Regarding protective factors, all three questionnaires recognize the importance of brushing with fluoride toothpaste. However, CAMBRA-OP assesses this more precisely, differentiating frequency and parental supervision, while also including manual toothbrush use, brushing before age six, and the frequency of annual dental check-ups, factors not considered in other protocols. Additional fluoride products, such as arginine, calcium, or phosphate, were excluded, as parents were unfamiliar with these compounds, highlighting the necessity of adapting assessment tools to the knowledge and reality of the target population.
Despite demonstrating high concordance with CAMBRA and strong diagnostic consistency, the CAMBRA-OP Questionnaire’s effectiveness in reducing caries incidence and improving oral hygiene remains to be confirmed. Moreover, although it integrates behavior and familial factors, it relies partly on caregiver reports, which may introduce subjective bias. Certain protective factors, such as the use of additional fluoride compounds or xylitol intake, are not universally applicable or recognized by parents, which may reduce the efficacy of the questionnaire in specific populations.
5. Conclusions
The development of the CAMBRA-OP Questionnaire, specifically adapted to the pediatric population of Seville, has proven effective after obtaining solid evidence comparable to that of the original questionnaire. It represents a useful and objective tool that can be adapted to pediatric dentistry clinical practice. We determined caries risk in children aged 6 to 14 years, considering not only current clinical factors but also medical history, habits, and family environment. The results are reliable and statistically sound, allowing its conclusions to be extrapolated to the general population. This model not only improves risk assessment but also highlights the preventive work of pediatric dentists, highlighting the need for these types of questionnaires to be administered and supervised by properly trained professionals. The CAMBRA-OP Questionnaire underwent a validation process, confirming its validity and consistency.

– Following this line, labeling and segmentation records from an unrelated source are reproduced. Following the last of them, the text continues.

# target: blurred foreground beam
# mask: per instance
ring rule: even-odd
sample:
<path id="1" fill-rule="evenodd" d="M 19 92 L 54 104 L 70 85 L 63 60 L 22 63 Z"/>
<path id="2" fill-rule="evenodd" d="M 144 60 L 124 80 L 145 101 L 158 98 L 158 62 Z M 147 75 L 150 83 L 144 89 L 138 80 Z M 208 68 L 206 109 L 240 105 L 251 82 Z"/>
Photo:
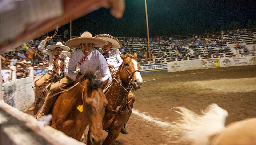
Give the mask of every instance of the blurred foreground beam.
<path id="1" fill-rule="evenodd" d="M 117 18 L 120 18 L 123 16 L 124 10 L 124 1 L 24 0 L 21 1 L 17 0 L 12 3 L 8 3 L 9 2 L 13 1 L 2 1 L 1 5 L 2 6 L 1 9 L 2 10 L 0 10 L 1 53 L 2 54 L 10 49 L 13 49 L 30 39 L 38 37 L 42 33 L 51 31 L 57 26 L 59 27 L 69 23 L 70 19 L 77 19 L 101 7 L 111 8 L 111 14 Z M 52 4 L 53 2 L 56 3 L 56 5 Z M 38 5 L 39 3 L 41 3 L 41 5 Z M 28 9 L 26 13 L 22 10 L 24 7 Z M 6 8 L 4 9 L 5 8 Z M 43 11 L 38 12 L 39 10 L 37 11 L 39 9 Z M 49 11 L 47 10 L 48 9 Z M 57 13 L 56 15 L 54 14 L 54 12 Z M 42 14 L 42 16 L 35 15 L 34 13 L 35 12 Z M 6 16 L 10 17 L 4 17 Z M 14 17 L 12 17 L 13 16 Z M 45 17 L 47 16 L 50 18 Z M 45 20 L 40 21 L 44 19 Z M 16 27 L 16 30 L 14 29 L 18 26 L 19 27 Z M 4 30 L 7 32 L 5 34 L 2 33 Z M 8 32 L 10 36 L 6 37 Z"/>
<path id="2" fill-rule="evenodd" d="M 40 130 L 38 121 L 1 101 L 1 145 L 77 145 L 84 143 L 48 126 Z"/>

6. Limitations and Future Perspectives
This study has several limitations that must be considered when interpreting the results. The lack of randomization in patient selection and the single-center design may have introduced selection bias and limited the generalizability of the findings. Moreover, the absence of a control group and the lack of longitudinal follow-up hinder the assessment of long-term outcomes and the sustained impact of interventions or parental knowledge on children’s oral health. Future studies should aim to include more diverse populations, including children with special needs, and protocols should be validated across multiple providers. Furthermore, the modified CAMBRA Questionnaire and its long-term predictive capacity warrant evaluation for adaptation in different regions. The development of a digital platform could facilitate the integration of data into clinical and academic practice, thereby promoting systematic prevention in pediatric dental care.
Nevertheless, longitudinal studies with control groups are required to evaluate its effectiveness in reducing caries incidence and improving oral hygiene habits. Such studies are essential to confirm that preventive interventions guided by the questionnaire produce measurable improvements in children’s oral health.